Yet we feel like we need to shove learning down our students throats or they won't learn anything. We fear they will waste their time, spend it on unimportant things, get into trouble. Of course, as any teacher can tell you and as we all remember from our own time as students, shoving learning does not prevent those outcomes. Everyone "wastes" some of their time, everyone spends some of their time on "unimportant" things, and many of us get into some kind of trouble somewhere- despite the best efforts of legions of caring educators and parents trying to prevent us.

I'm using all those obnoxious quotes around "wastes" and "important" to draw attention to those definitions, and to question who is defining them. Is your antique train set "important?" Your painting? The novel you're working on? Your relationships? The calculus homework you wept over in 11th grade and now can't remember at all?

We spend vast amounts of energy trying to make sure students are learning the things we adults have deemed important, and sometimes they do learn, and sometimes they don't. There are a lot of variables, but the chief difference is not in the amount of energy expended by the adults, but in the choice made by the student.

I'm not the first person to note this, of course. In the current conversation on education, we hear from Seth Godin:

"Learning is not done to you, it is something you choose to do."

and Sir Ken Robinson:

"I don't think there's a kid in America, or anywhere in the world, who gets out of bed in the morning wondering what they can do to raise their state's reading standards. They get out of bed, if they're motivated, by their own interests and their own development."

and John Holt:

"Teaching does not make learning --- organized education operates on the assumption that children learn only when and only what and only because we teach them. This is not true. It is very close to 100% false. Learners make learning."

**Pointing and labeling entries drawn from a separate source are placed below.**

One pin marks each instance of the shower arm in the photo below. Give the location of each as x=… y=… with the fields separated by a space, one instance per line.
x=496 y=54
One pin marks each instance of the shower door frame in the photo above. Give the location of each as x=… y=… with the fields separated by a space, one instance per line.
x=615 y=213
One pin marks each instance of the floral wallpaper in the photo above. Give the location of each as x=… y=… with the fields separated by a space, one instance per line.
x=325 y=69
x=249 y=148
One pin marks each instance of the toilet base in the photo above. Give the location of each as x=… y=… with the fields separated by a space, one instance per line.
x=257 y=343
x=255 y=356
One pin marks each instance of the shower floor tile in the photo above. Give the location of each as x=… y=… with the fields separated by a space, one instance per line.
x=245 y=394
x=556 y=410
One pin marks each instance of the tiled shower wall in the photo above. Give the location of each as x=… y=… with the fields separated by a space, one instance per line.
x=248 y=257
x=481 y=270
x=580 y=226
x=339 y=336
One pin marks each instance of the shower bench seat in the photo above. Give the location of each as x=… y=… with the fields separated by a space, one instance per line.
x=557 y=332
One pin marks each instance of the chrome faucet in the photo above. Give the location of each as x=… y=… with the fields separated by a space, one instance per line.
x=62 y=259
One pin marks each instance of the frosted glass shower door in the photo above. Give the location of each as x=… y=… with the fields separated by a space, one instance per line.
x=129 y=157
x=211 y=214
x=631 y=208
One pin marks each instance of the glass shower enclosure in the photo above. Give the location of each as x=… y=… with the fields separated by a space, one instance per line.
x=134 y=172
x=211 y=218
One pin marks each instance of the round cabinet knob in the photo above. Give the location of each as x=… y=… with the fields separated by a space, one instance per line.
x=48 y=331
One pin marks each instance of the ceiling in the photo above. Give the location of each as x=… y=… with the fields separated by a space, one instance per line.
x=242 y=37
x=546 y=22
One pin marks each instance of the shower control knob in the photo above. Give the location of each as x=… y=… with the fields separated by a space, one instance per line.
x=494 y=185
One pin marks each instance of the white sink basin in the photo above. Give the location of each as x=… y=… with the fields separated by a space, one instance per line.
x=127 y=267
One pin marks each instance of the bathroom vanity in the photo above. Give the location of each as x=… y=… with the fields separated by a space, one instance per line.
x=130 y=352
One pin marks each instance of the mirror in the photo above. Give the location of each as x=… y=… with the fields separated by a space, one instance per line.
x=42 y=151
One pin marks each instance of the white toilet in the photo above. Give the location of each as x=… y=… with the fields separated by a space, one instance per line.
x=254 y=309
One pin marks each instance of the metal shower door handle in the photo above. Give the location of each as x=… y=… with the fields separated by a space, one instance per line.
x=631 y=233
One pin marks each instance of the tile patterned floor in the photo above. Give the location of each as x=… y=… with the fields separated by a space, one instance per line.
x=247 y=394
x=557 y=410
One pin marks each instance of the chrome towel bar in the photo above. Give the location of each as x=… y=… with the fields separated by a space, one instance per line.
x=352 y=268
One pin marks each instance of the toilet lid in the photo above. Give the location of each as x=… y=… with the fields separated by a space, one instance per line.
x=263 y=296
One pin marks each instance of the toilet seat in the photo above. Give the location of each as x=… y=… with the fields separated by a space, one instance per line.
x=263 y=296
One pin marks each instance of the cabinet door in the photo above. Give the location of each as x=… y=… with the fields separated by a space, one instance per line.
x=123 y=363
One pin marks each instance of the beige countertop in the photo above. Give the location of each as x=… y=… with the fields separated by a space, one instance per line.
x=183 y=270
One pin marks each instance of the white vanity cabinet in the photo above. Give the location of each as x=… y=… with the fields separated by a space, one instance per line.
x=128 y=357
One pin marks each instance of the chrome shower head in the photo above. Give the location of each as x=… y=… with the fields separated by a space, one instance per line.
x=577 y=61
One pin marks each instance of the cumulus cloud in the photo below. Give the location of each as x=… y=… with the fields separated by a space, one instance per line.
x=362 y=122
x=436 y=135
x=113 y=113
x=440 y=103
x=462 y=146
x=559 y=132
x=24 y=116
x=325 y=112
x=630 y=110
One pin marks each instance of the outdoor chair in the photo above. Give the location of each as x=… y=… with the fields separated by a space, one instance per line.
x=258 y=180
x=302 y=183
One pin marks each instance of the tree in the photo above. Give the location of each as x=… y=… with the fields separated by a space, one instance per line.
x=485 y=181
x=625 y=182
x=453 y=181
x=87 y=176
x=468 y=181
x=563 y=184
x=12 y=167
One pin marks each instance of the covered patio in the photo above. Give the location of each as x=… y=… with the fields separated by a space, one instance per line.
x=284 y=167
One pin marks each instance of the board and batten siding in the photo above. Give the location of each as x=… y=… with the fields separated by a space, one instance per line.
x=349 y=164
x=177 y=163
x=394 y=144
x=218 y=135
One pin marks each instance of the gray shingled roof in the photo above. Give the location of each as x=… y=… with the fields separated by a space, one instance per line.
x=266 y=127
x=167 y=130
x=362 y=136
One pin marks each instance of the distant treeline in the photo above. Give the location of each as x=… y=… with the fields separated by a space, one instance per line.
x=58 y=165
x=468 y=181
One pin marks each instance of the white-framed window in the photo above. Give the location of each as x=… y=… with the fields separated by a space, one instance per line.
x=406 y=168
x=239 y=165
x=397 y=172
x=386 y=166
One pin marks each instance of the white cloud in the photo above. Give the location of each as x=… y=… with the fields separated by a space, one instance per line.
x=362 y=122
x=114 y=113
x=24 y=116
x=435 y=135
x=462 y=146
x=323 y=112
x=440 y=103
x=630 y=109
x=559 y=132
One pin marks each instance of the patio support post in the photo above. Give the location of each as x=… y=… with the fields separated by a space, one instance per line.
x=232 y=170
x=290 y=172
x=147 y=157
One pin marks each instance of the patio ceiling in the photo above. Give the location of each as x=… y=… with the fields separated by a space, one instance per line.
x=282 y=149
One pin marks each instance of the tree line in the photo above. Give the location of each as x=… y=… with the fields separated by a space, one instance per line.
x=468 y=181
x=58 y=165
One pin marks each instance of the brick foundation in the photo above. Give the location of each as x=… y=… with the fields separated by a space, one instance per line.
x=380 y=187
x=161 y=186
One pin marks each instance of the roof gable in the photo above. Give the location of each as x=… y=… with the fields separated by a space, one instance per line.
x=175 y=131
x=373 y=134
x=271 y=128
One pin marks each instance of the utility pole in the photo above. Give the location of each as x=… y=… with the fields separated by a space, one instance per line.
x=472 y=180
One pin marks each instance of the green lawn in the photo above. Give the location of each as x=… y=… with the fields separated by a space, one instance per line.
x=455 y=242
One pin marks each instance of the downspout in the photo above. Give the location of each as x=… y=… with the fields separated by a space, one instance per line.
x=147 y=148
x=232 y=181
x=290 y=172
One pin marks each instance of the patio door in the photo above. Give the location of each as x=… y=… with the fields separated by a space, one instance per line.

These are the voices in recent moments, but we can follow this thread all the way back to Socrates:

"Education is the kindling of a flame, not the filling of a vessel."

And yet, here we are, still trying to fill vessels in nearly every school in this country.

Other options do exist, and there's a movement underway, including new Liberated Learners programs across North America, creating supportive and inspiring sets of circumstances in which learners have space to choose, and are given support, rather than coercion, to follow through. Learning is something you choose.